Et la justice sociale ?

   C'était plutôt un débat anglo-saxon, mais ces dernières années, la tendance est (re)venue jusqu'à chez nous. Les personnes de ma génération sont en train de se découvrir une sensibilité au féminisme, à l'anti-racisme, l'anti-homophie, etc. On retrouve sur toutes les lèvres un vocabulaire qui était auparavant barbare : "patriarcat", "privilège", "représentation". Et clairement, je trouve que c'est une très bonne chose. Avoir conscience des problèmes de la société, de préoccuper des autres, c'est un excellent moyen de grandir individuellement et collectivement.

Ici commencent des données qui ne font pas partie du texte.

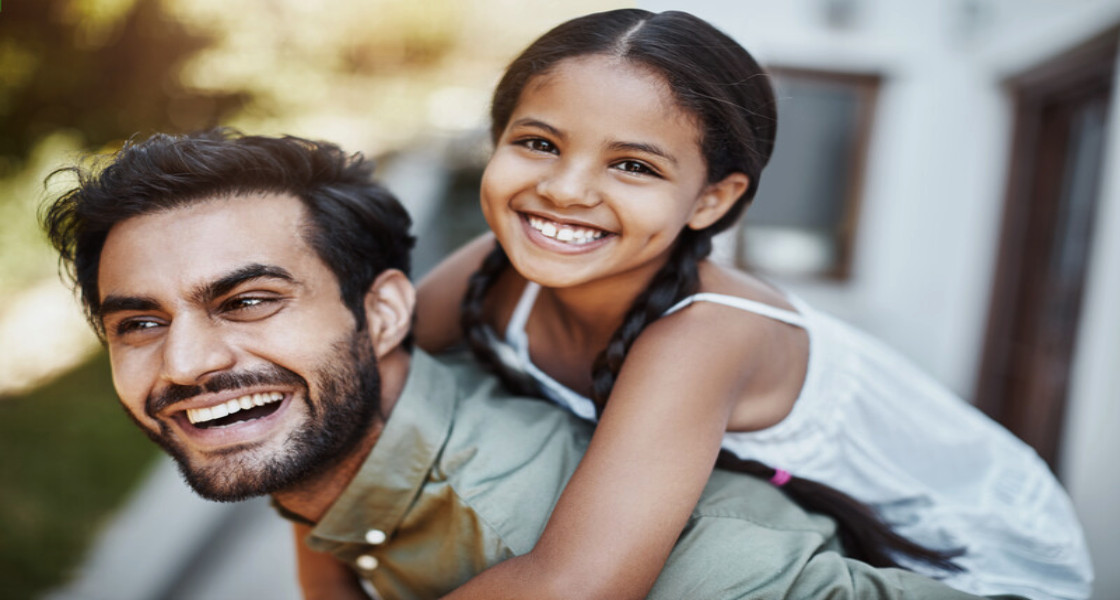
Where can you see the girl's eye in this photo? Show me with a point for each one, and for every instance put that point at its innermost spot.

   Sur internet et dans les communautés de fans, cette découverte passe beaucoup par l'analyse critique des médias. Quels sont les clichés véhiculés par la fiction ? Comment influencent-t-ils notre vision du monde ? Ce sont des questions intéressantes et importantes, et de plus en plus de personnes se consacrent à y répondre. (Par exemple la blogueuse Mirion Malle ou la chaîne Feminist Frequency.) Le sujet est d'autant plus brûlant que ces initiatives entraînent parfois un énorme backlash, orchestré par des personnes aux sensibilités plus traditionnelles, ou qui ont simplement envie de foutre la merde.

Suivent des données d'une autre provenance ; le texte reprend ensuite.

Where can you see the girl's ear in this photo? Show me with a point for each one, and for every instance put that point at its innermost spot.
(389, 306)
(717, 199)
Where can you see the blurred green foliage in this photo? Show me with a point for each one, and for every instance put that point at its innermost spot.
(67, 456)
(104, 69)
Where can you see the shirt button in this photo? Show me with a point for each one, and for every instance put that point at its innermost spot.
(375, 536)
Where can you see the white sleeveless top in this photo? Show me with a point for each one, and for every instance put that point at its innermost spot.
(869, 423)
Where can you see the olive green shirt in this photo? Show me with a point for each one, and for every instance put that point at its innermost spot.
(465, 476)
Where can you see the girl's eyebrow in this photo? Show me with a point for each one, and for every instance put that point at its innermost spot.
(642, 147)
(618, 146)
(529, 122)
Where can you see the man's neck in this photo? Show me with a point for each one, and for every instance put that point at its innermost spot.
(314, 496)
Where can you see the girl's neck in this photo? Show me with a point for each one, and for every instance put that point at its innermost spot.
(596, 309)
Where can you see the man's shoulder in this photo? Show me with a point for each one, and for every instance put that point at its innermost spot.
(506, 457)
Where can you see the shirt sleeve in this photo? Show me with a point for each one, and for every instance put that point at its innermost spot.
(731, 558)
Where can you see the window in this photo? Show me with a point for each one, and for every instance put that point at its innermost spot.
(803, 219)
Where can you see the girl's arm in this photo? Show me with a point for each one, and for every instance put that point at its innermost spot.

   Cependant (car il y a toujours un "mais"), la préoccupation pour la justice sociale sur internet atteint parfois un degré que je trouve un peu obsessionnel, d'autant plus que, de phénomène de niche, elle est en train de devenir la nouvelle norme dans les médias américains de gauche. Y être sensible c'est très bien, mais pour moi c'est une grosse erreur d'en faire une grille d'analyse unique. Je pense qu'il peut y avoir une différence entre représenter quelque chose et le cautionner, que l'humour doit parfois savoir être politiquement incorrect, ou que la fiction n'est pas toujours à interpréter littéralement. Je pense aussi que l'étude critique des médias doit se faire sur de vastes échantillons, et surtout en gardant à l'esprit que l'ont peut se tromper dans son analyse (surtout quand on est pas chercheur de profession), et sans pointer un doigt accusateur chaque fois que quelque chose nous dérange. Je ne citerai pas de noms, mais je me suis retrouvée plus d'une fois des situations qui m'ont mise mal à l'aise, pourtant au milieu de gens supposés "de mon camp".

   Je vais donc essayer de trouver un équilibre entre rejeter l'influence réciproque de la réalité et de la fiction et interpréter cette dernière uniquement de façon politique. Il y a des chances que ça me fasse des ennemis des deux cotés de la question (si tenté que ce blog sorte de l'anonymat), mais ça me parait la solution la plus honnête intellectuellement. Je suis ouverte à toutes suggestions de votre part, du moment qu'elles sont respectueuses et argumentées.